ATTACK YOUR MUSCLES WITH COMPOUND-COMPOUND TRAINING

Compound your muscle growth with this hardcore training program.

Well listen up. If you want your muscles to explode to new heights of growth then you’re going to have to batter your muscles to shreds. It’s not a pretty process. It takes many painful hours in the gym, almost none of it fun (unless you’re getting the pump frequently). There’s no way around the fact that in order to see results you’re going to have to put yourself through some torture. But really you already know that. We’re preaching to the choir.

Now we all know what compound sets are, and if you don’t then you have a bigger problem, but to be quick – it’s pretty much multiple workouts that target the same target muscle group. But here’s a question that is okay to ask: what the hell are compound-compounds?

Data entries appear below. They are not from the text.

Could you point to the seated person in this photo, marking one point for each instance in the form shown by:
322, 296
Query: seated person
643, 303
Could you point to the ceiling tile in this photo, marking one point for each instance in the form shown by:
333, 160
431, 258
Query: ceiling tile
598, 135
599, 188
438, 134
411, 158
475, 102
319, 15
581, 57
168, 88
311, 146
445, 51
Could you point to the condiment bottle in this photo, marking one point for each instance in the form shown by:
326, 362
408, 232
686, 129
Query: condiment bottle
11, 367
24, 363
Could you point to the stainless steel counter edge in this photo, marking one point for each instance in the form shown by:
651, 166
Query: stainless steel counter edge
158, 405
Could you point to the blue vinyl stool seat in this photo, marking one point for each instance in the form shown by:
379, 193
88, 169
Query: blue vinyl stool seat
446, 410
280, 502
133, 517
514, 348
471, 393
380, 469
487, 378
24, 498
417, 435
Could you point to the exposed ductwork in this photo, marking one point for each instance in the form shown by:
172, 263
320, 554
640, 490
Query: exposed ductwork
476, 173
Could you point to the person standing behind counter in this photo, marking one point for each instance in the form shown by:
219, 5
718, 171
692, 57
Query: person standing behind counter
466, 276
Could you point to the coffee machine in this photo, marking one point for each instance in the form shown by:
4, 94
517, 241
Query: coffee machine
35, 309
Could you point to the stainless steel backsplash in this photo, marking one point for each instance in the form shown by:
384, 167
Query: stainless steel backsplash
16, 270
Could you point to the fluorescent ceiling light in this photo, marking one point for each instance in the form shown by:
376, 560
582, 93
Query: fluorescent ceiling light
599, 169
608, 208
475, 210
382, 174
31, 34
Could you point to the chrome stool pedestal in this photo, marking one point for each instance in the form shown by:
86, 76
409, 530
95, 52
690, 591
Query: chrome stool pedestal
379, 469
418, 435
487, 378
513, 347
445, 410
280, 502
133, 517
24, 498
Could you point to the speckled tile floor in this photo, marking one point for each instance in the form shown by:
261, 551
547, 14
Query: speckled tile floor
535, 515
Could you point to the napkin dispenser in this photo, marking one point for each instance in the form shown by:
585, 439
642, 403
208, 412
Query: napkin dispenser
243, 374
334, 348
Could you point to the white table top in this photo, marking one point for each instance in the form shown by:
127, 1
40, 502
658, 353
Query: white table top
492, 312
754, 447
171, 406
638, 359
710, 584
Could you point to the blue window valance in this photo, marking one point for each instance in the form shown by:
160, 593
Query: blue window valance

Well, eight time Mr. Olympia champion Lee Haney has his own thoughts on building muscle that includes the double compound system.

Haney’s compound-compounds training involves lifting with free weights. Why free weights specifically? Well the concept is that using machines takes away the multitude of angles a gainer could use to build up a specific muscle group. The free weights offer full range of motion to attack the muscle at different angles. Haney ultimately recommends that if you want bigger and better gains – you must perform compound-compounds with free weights once every few weeks.

So what is it exactly? The compound-compounds system basically requires that you perform a workout that targets a specific muscle group where each exercise is doubled or tripled.

“Combine two (or more) free weight compound exercises and go back and forth between them in superset, triset or giant-set manner, getting the number of reps for each that you normally would when doing straight sets.”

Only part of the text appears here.